"There is a peculiar form of progressive muscular atrophy which is characterized by a definite location, definite course, definite behavior of affected muscles, and definite alteration in them, but without alterations in the spinal cord—the condition named by me the juvenile form. It begins in youth or childhood.

"This form agrees in its symptomatology—especially in its localization in the upper half of the body, partly also in the lower—entirely with the so-called pseudo-hypertrophy of muscles, only that in the former a decided lipomatosis leading to an increase in volume is wanting; on the other hand, true muscular hypertrophy is not infrequent in both forms of the disease.

"If this juvenile form occurs in the earliest childhood, it may in all its details be identical with pseudo-hypertrophy, except that the lipomatosis is wanting.

"The anatomico-histological alterations of the muscles are exactly the same in the juvenile form as in pseudo-hypertrophy.

"The juvenile form not infrequently occurs in entire groups in one family, producing the so-called hereditary—better named family-muscular—atrophy.

"If this juvenile-hereditary form occurs after puberty, it affects most frequently, although not exclusively, the upper half of the body. If it sets in, on the other hand, in earliest childhood, it affects preferably the lower extremities and the pelvis.

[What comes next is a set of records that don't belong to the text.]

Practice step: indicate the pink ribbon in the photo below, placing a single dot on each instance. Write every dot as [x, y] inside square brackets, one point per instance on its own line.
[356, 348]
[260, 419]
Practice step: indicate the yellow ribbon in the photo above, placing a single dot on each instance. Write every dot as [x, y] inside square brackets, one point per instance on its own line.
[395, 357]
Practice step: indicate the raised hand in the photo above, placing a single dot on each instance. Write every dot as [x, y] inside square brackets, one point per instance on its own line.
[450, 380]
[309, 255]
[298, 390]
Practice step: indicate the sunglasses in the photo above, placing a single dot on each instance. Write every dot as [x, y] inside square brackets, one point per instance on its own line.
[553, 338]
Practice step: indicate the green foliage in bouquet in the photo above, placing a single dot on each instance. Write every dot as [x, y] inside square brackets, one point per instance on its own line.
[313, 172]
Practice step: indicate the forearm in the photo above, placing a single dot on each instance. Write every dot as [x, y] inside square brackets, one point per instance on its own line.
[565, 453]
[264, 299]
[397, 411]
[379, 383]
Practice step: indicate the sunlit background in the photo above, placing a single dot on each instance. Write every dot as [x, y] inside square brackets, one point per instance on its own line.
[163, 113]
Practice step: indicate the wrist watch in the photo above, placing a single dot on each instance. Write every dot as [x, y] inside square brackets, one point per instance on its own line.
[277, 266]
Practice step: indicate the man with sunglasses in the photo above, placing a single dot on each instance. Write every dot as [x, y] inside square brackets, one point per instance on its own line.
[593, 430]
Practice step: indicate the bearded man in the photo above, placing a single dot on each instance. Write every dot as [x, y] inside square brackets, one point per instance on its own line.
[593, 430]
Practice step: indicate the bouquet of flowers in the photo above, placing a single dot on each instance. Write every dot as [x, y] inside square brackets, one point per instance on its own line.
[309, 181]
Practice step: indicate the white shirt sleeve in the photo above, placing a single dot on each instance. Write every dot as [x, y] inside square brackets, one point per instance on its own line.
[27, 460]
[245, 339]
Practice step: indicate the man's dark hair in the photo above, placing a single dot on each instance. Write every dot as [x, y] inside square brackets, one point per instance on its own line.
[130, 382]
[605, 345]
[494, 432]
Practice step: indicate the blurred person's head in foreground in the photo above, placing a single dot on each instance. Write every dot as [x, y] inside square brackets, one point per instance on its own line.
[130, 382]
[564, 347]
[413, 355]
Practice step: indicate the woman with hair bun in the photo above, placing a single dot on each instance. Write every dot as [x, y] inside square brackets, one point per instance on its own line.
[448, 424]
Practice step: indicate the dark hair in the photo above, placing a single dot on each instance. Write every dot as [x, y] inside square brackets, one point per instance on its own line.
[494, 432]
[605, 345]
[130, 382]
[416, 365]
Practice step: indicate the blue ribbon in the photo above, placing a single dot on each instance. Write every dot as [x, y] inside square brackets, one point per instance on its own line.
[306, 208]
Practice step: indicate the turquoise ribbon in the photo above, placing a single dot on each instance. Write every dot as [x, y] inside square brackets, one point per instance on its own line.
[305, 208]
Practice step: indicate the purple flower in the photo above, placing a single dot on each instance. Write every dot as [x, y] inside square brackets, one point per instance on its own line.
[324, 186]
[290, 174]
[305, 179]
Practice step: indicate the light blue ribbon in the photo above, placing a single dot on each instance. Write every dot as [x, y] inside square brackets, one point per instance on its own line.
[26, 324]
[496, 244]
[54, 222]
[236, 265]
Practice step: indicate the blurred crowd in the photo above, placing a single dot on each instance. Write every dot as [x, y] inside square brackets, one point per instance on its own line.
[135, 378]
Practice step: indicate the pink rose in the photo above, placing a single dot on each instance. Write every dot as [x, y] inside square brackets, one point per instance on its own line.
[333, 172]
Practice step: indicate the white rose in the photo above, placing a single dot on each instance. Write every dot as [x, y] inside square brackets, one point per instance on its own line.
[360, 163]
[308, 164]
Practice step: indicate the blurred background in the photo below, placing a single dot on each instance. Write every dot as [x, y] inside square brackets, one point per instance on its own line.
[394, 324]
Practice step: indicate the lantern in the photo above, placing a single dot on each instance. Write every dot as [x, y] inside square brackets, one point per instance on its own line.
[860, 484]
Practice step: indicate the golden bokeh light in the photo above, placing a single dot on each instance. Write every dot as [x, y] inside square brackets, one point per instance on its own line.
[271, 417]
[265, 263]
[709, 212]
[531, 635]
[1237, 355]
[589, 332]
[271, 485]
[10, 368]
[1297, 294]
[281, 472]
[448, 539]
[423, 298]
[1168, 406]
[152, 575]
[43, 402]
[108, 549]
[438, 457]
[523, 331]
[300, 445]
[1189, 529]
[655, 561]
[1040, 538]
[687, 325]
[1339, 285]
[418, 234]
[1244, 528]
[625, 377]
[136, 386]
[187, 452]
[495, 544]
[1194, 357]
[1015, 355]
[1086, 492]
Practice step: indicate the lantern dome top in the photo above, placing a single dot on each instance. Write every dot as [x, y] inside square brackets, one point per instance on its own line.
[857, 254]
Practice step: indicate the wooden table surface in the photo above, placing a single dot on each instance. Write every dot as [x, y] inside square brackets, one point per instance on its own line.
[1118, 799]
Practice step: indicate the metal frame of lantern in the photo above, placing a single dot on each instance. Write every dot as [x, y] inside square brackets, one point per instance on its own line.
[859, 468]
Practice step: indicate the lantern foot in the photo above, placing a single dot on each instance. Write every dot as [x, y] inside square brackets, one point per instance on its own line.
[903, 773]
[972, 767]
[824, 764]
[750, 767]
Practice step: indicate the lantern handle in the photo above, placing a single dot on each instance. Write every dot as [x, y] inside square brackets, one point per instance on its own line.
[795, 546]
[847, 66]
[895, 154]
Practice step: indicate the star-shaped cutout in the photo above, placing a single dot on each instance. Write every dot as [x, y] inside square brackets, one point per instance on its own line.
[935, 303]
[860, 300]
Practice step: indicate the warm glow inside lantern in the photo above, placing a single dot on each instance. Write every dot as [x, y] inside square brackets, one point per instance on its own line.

Transitional forms, however, occur also in family groups.

"In the latter form, that occurring in earliest life, we have that which Leyden has proposed to designate as hereditary muscular atrophy.

"Thus, hereditary muscular atrophy is in all essential points identical with pseudo-hypertrophy, and is distinguished from it only in the slighter degree of lipomatosis of the muscles.

"All of these forms have probably nothing to do with spinal progressive muscular atrophy; they differ from it in localization and course, anatomical changes and clinical phenomena in the muscles, and alterations in the spinal cord."